In order to avoid repeating Trump’s politicization of law enforcement, a President Biden would need to give maximum autonomy to those in charge of Trump probes, which he’s already inclined to do. Bassin, from Protect Democracy, goes so far as to argue that if elected, Biden should choose an attorney general who hasn’t been involved in Democratic Party politics in order to make the post-Trump cleanup look as fair as possible.
“If America’s lucky enough to be wrestling with the very difficult questions of accountability that countries face after an abusive autocratic regime, it’s going to be essential that the attorney general be seen as independent and not as an arm of the White House or Democratic Party,” Bassin said.
Should Trump officials face prosecution, Bassin worries about even the appearance of a political vendetta. “If they are seen as political retribution, and look in any way like President Trump’s own claims to ‘lock her up,’ that can actually be more destructive than restorative,” he said. “It risks sending us down a downward spiral where each side, when winning power, seeks to prosecute its opponents.”

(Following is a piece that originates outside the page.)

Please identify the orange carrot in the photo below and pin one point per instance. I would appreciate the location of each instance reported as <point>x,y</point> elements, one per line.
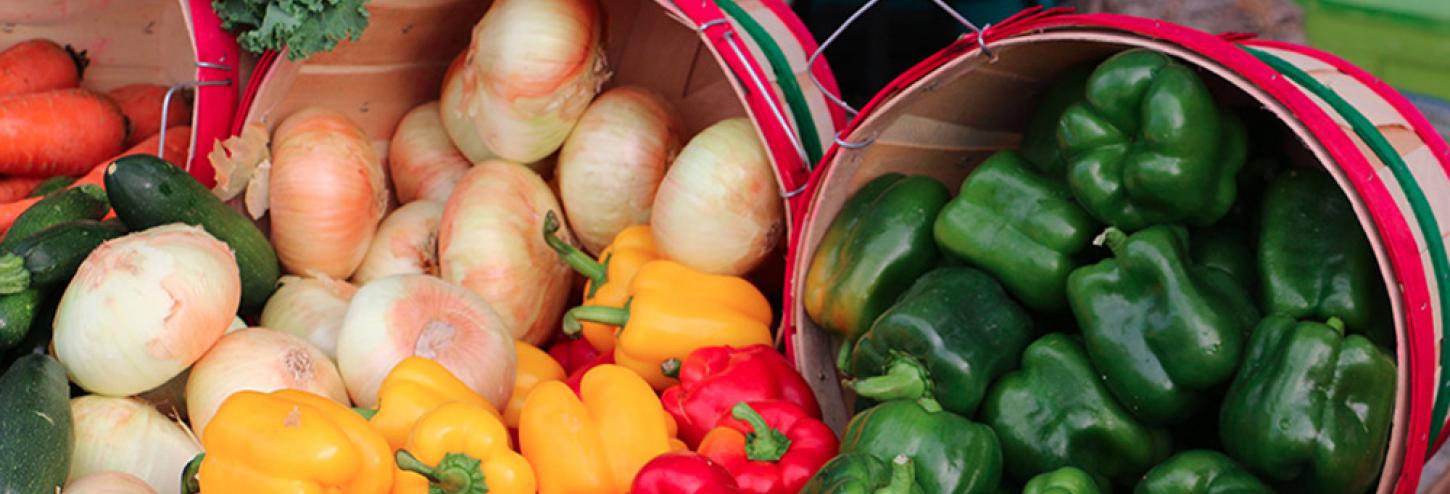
<point>179,141</point>
<point>39,65</point>
<point>141,103</point>
<point>61,132</point>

Given that Trump has convinced large swaths of the country that the F.B.I. is a hotbed of leftist subversion, it’s hard to see how any prosecution would seem legitimate to most Republicans. But Bassin holds out hope that a President Biden could restore, among a majority of the country, “an understanding that there is a role for an independent Department of Justice.”
“I don’t underestimate the challenge here, but he’s got to do all the things that are possible to get us back on that path,” Bassin said. “Otherwise we are going to be fighting over the very foundational institutions of our democracy endlessly.”
This might be our fate regardless. But he’s right about the challenge for Democrats, should they take power. They must extirpate Trumpism, without ever seeming to imitate it.